Pulse Pressure Correlates in Humans With a Proscillaridin A Immunoreactive Compound

Abstract
Abstract Endogenous digitalis-like factors in humans are presumably cardenolides and bufadienolides. To test whether bufadienolide-like substances may circulate in human blood, we used antibodies from rabbits against the bufadienolide proscillaridin A to measure the concentration of cross-reacting material in human plasma with an indirect enzyme-linked immunosorbent assay. IgG had an apparent affinity of 2×10 −9 mol/L for proscillaridin A. It was specific for bufadienolides and did not cross-react with cardenolides or several steroid hormones.

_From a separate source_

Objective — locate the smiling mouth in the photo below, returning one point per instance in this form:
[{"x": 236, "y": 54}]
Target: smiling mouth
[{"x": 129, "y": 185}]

Extraction of human plasma with ethanol and fractionation of this extract over a high-performance liquid chromatographic reverse-phase C18 column with a propanol/isopropanol gradient resulted in the separation of three peaks of increasing hydrophobicity (ED 1 , ED 2 , ED 3 ) that inhibited the sodium pump of human red blood cells and cross-reacted with proscillaridin A antibodies. The concentration of the proscillaridin A immunoreactivity ED 1 in normotensive subjects had a geometric mean of 0.1 nmol/L, with a dispersion factor of 8.77. ED 1 correlated positively in a group of 60 normotensive subjects, 22 patients with hypertension, and 19 patients with chronic renal failure with mean arterial blood pressure (log ED 1 [nmol/L]=0.013×mm Hg−2.17, r =.25, P <.05), systolic pressure (log ED 1 [nmol/L]=0.010×mm Hg−2.23, r =.32, P <.01), and pulse pressure (log ED 1 [nmol/L]=0.019×mm Hg−1.80, r =.38, P <.0001). There was no correlation with other parameters of the donors. We conclude that several substances cross-reacting with proscillaridin A antibodies and inhibiting the sodium pump of human red blood cells circulate in human blood. The level of one of these substances (ED 1 ) correlates with mean arterial and pulse pressures.